DROP DISTRIBUTION EFFECTS ON PLANAR LASER IMAGING OF SPRAYS

Abstract

A study of the effects of drop distribution on the interpretation of light-scattering polarization ratio measurements for characterizing mean drop diameter is presented. The work focuses on the appropriateness of logarithmic-normal, Rosin-Rammler, Nukiyama-Tanasawa, and upper-limit distributions in representing the drop size distribution. Comparisons between the individual drop distributions are made on the basis of fits to experimental measurements made in a pressure-atomized water spray using the Phase Doppler Particle Analyzer (PDPA). The results from the drop size distribution comparisons indicate that care must be exercised when fitting number or volume distributions, since the diameter-weighting differences in fitting diameter number or volume distributions can significantly alter the best-fit results.
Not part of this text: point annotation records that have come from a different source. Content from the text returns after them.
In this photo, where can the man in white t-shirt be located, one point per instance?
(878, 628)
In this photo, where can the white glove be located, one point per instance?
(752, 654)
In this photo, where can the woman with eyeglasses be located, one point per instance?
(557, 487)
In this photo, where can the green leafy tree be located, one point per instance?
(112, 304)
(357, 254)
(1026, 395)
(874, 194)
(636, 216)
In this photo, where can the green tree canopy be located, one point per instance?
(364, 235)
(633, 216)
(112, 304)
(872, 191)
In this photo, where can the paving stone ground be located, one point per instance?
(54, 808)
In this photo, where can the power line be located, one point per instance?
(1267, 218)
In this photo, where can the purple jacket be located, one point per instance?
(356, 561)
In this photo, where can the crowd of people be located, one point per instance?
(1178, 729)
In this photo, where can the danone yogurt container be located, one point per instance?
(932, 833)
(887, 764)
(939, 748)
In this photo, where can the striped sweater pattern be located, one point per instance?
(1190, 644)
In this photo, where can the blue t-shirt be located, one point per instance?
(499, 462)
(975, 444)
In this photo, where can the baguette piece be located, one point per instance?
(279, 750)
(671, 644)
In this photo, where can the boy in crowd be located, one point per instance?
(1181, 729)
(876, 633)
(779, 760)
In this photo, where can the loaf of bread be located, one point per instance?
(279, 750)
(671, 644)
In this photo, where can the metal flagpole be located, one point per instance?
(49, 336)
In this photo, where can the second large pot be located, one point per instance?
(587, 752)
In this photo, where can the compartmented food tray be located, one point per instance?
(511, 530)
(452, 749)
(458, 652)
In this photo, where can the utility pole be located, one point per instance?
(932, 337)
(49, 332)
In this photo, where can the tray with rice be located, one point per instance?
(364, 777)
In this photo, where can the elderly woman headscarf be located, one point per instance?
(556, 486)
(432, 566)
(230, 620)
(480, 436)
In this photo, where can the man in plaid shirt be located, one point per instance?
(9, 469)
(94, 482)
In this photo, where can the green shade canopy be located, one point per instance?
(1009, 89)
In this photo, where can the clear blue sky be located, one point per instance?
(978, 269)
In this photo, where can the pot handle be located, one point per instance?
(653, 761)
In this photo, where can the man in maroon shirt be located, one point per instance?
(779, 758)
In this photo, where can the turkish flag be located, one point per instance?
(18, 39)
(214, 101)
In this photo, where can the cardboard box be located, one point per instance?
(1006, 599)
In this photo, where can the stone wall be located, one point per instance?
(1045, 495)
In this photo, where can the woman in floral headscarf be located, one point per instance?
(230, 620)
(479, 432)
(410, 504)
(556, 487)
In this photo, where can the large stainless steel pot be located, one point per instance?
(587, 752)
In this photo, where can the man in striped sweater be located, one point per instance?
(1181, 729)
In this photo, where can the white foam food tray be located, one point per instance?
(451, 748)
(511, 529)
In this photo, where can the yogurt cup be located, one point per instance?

In general, good fits to either diameter number or volume distributions can be obtained with the previously mentioned distributions. However, complementary transformations between the diameter number and volume distributions generally resulted in unacceptable fits. Furthermore, number density predictions were typically less satisfactory for the Rosin-Rammler distribution. Both the logarithmic-normal and Nukiyama-Tanasawa distributions were applied to the polarization ratio technique analysis for measurement of the Sauter mean diameter. Differences observed between the PDPA and polarization ratio results could not be resolved through more accurate representation of drop size distribution. In fact, direct Mie scattering calculations using the measured size distributions showed discrepancies with the observed polarization ratio measurements from the experiment. These observations eliminate size distribution as the only source of inaccuracy in the polarization ratio technique and point to examination of other light-scattering-related effects such as technique size biases.